Découvrir Dark Souls premier du nom était une expérience rafraîchissante. Pas nécessairement à travers son gameplay, qui est essentiellement une version jusqu’au-boutiste de celui de King’s Field, série de jeux moins connus mais essentielle dans l’histoire et le devenir du studio. Et même si je reconnaissais à Dark Souls des faiblesses évidentes, à commencer par des errances techniques , un manque global de progression passé la moitié du jeu, et une marge de manœuvre trop serrée pour profiter pleinement de certains éléments du gameplay (à commencer par la parade), je ne saurais que féliciter tout le travail qui a été réalisé à travers ce titre. La mort est partie intégrante du game-design, le level-design de l’ensemble est une véritable prouesse et l’art-design, qu’on parle d’habillage visuel, sonore, architectural ou environnementale, pousse à la prosternation .
Cela étant dit , Dark Souls est un jeu qui a maintenant dix ans. Et dix ans c’est long. C’est long d’une part, parce qu’entre le moment ou j’ai découvert Dark Souls et aujourd’hui je n’ai pas vraiment chômé. J’ai joué à beaucoup de jeux, découvert beaucoup de belles choses et de moins belles choses côté ludisme et j’ai aussi acquis, d’une certaine façon, un minimum d’expérience et d’exigence. Je suis mois coulant, je réfléchis davantage à ce qu’on me met sous le pif et j’essaye de construire raisonnablement un avis sur les titres que je touche. Pas forcément avec brio et non pas sans une énorme part de subjectivité. Mais concernant Dark Souls, le jeu a vieilli et la formule aussi.

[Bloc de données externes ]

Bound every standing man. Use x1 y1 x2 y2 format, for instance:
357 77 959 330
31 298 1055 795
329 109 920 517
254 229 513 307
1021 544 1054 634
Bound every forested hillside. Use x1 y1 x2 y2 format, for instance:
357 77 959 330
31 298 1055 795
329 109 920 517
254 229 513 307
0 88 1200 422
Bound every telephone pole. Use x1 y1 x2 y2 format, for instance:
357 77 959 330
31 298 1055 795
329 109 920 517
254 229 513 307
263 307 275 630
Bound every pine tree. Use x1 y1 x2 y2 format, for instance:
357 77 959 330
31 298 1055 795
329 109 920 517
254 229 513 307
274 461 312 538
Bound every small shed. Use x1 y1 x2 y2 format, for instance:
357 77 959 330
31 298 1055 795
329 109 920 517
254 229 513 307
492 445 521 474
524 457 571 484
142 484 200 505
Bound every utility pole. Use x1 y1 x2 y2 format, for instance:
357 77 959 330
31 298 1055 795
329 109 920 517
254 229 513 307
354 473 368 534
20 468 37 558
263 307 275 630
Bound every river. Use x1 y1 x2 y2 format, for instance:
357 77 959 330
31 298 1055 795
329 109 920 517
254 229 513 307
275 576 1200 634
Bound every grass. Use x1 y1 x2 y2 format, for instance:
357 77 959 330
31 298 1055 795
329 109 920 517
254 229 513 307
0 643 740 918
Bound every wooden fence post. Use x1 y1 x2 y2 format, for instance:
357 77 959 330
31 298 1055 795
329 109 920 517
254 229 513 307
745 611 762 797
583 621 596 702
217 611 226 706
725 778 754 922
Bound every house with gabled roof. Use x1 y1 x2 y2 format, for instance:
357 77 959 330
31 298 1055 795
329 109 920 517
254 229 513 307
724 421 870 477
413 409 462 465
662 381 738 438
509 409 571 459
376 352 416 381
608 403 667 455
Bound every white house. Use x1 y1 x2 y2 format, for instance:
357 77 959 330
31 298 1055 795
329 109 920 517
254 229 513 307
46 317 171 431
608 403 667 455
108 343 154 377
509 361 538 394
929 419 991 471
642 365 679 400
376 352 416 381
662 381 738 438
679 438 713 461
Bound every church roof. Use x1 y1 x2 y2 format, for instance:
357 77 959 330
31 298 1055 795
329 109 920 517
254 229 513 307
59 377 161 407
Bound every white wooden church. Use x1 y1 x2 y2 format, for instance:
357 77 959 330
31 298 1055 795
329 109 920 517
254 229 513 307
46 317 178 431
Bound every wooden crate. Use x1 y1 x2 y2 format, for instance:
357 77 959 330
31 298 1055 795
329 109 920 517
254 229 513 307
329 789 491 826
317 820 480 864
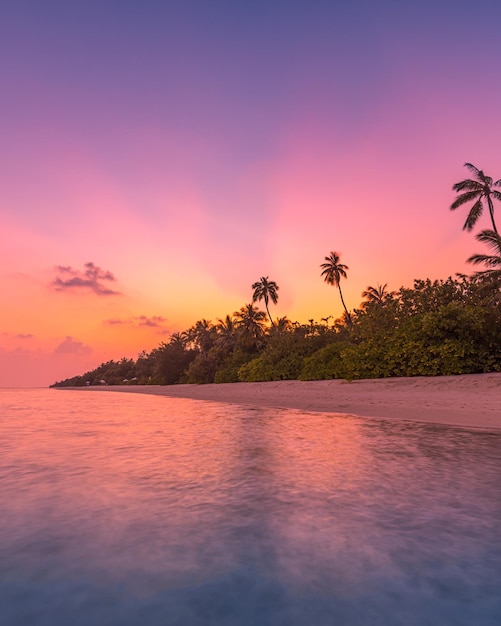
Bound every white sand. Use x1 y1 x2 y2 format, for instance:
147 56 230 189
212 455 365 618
74 373 501 430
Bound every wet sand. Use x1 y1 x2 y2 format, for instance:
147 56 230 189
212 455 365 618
67 373 501 431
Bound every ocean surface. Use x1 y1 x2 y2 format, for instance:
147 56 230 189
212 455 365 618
0 389 501 626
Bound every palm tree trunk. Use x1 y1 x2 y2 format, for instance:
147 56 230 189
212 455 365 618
337 283 351 324
487 196 499 235
265 302 275 326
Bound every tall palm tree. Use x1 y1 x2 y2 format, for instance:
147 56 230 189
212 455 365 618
252 276 278 326
320 252 351 324
467 230 501 279
451 163 501 233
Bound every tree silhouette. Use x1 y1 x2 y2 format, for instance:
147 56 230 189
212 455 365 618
451 163 501 234
252 276 278 326
320 252 351 324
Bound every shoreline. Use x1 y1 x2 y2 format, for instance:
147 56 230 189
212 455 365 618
61 372 501 431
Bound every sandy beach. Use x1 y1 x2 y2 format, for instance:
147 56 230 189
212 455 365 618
73 373 501 431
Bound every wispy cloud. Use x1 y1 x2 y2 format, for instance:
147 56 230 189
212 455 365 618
51 263 120 296
54 336 92 355
104 315 170 335
0 331 35 339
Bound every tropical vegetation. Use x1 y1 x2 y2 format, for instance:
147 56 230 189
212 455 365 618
53 164 501 387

Là ou je veux en venir c’est que From Software s’est à mes yeux contenté de surfer sur son succès pour assommer la sphère ludique de plusieurs titres reprenant allégrement le game-design de son aîné. A tel point d’ailleurs que la licence de From Software est devenue considérablement influente. J’en veux pour preuve l’utilisation du terme « souls-like » pour définir ces jeux qui recopient bêtement le game-design de la série de Miyazaki.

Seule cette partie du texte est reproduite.